Я прошел в другую комнату.
– Добрый день, француз. Я глава администрации. Садись. Так как ты на вынужденном поселении здесь, в Кальяо, я пригласил тебя, чтобы поближе познакомиться, поскольку несу за тебя полную ответственность.
Он расспросил, чем я собираюсь заняться, где буду работать. После короткой беседы добавил:
– Заглядывай ко мне без всякого стеснения. Я постараюсь помочь тебе наладить скромную жизнь.
– Благодарю вас.
– Ах да!
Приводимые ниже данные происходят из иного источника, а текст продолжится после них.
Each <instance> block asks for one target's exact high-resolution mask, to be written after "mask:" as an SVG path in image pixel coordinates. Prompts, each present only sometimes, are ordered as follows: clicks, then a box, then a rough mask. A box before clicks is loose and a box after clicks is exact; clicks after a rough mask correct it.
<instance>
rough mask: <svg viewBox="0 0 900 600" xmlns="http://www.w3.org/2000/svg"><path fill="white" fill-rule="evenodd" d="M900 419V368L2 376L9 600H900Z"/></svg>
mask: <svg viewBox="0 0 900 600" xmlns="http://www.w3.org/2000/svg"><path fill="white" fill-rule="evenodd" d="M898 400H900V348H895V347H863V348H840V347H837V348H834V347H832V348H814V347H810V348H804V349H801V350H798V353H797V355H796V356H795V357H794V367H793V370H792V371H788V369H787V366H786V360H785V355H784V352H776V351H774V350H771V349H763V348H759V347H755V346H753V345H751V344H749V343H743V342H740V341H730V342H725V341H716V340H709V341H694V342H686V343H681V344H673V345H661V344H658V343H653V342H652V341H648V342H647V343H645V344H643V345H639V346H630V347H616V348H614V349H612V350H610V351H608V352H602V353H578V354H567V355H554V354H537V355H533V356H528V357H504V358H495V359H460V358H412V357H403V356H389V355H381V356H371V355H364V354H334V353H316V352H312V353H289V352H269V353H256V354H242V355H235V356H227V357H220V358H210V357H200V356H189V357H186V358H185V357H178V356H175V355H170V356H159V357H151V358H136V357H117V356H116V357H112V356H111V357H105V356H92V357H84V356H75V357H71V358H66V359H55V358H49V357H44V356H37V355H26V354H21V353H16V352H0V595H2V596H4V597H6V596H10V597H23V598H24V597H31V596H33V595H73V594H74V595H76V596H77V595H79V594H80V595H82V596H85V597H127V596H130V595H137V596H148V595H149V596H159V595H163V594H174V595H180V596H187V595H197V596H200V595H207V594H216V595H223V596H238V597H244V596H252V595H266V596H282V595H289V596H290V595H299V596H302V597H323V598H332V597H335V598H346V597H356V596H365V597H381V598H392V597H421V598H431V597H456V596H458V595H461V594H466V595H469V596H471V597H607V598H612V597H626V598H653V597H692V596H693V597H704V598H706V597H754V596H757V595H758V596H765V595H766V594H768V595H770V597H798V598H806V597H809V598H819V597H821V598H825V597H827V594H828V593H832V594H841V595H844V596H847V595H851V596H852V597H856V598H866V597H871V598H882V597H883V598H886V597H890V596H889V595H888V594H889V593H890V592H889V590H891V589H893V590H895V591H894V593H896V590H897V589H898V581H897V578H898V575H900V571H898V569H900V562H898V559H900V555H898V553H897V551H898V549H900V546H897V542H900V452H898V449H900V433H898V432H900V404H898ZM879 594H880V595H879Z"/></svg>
Тут вот какое дело. Должен тебя предупредить: ты живешь у честных и порядочных девушек, но их отец, Хосе, пират. До свидания.
Мария ждала меня на улице, у дверей комиссариата. Ждала, как ждут все индейцы, словно изваяние из камня, не двигаясь и не вступая ни с кем в разговор. Она не была чистокровной индианкой, но даже небольшая примесь индейской крови давала о себе знать. Мария взяла меня под руку, и мы направились домой, но уже другой дорогой.
– Что хотел от тебя начальник? – спросила Мария, впервые обратившись ко мне на «ты».
– Да ничего. Сказал, что может мне помочь устроиться на работу и окажет содействие, если я попаду в какую-нибудь неприятную историю.
– Энрике, теперь тебе никто не нужен. Ни тебе, ни твоему другу.
– Спасибо, Мария.
По дороге нам встретился уличный торговец женскими безделушками. На лотке у него чего только не было: ожерелья, браслеты, сережки, брошки и прочее.